I know the $a_{-1}$ term is inside the Laurent Series. So your saying because plugging in n=1 gives me the
$a_{-1}$ term I just use that to compute the residue? So, I'd have $a_{-1} = -1/2$ and $$\int_{C} (z)cos{\frac{1}{z} = 2\pi iRes(f(z), 0)=-\pi i$$?

 

[n!kofeyn]

This is just to help clarify some things. You're given the function $f(z) = z\cos \frac{1}{z}$. You say you are suppose to be able to remove the singularity at $z=0$ to determine the residue. This is incorrect language. We know $z=0$ is an isolated singularity. There are three types of singularities it can be: (1) removable singularity, (2) pole, or (3) essential singularity. You can only "remove" a removable singularity.

Theorem: If $f(z)$ has an isolated singularity at $z=0$, then given $f(z)$'s Laurent expansion in an annulus centered at $z=0$, $$f(z) = \sum_{n=-\infty}^\infty a_n z^n$$ the function has:

(1) a removable singularity iff there are no terms with negative powers of $z$ in the Laurent expansion,
(2) a pole iff there are a finite amount of terms with negative powers of $z$, and
(3) an essential singularity iff there is an infinite amount of terms with negative powers of $z$.
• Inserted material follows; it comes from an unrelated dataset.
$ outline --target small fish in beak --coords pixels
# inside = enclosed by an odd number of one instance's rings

You have the Laurent expansion. So, just expand it out, writing out at least the first 4 terms and then you will be able to determine what type of singularity $z=0$ is by just looking at the singular part of the Laurent expansion, i.e. the part with negative powers of $z$.
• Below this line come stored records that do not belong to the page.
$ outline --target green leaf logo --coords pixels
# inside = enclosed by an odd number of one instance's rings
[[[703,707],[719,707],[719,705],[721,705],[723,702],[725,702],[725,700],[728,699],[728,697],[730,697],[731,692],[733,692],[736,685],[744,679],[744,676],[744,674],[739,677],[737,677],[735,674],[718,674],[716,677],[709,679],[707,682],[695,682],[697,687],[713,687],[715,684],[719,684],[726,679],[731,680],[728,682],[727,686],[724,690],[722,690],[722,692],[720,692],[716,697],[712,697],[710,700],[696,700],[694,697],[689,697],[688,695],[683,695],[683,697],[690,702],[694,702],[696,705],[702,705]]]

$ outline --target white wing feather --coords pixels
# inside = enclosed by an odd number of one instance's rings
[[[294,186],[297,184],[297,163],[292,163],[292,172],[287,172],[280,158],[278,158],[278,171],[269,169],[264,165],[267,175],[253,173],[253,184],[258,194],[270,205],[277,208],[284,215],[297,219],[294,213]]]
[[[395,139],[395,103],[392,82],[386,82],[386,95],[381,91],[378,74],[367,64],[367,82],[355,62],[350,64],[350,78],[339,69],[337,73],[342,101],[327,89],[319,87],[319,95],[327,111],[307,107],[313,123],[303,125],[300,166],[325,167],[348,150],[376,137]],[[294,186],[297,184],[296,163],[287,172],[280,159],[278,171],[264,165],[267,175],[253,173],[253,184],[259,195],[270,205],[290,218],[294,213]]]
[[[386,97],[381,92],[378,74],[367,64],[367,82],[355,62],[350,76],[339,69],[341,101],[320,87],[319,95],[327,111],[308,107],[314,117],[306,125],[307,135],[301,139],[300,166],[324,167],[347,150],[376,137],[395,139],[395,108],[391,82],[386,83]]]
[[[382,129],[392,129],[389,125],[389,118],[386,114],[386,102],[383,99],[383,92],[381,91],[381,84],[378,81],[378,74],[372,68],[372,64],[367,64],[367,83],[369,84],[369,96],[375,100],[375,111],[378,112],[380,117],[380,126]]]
Also, as mentioned, the residue of $f(z)$ at $z=0$ is defined as the coefficient $a_{-1}$ in the Laurent expansion in an annulus centered at $0$, i.e. the coefficient of the $\frac{1}{z}$ term. This is true for any type of isolated singularity. You found the coefficent correctly, $a_{-1}=-1/2$, and yes, this means $\text{Res}(f;0) = -1/2$. You computed the integral correctly, as long as $C$ is a closed, simple curve (i.e. doesn't self-intersect). If it isn't simple, then you have to multiply by the index of $C$ with respect to $z=0$.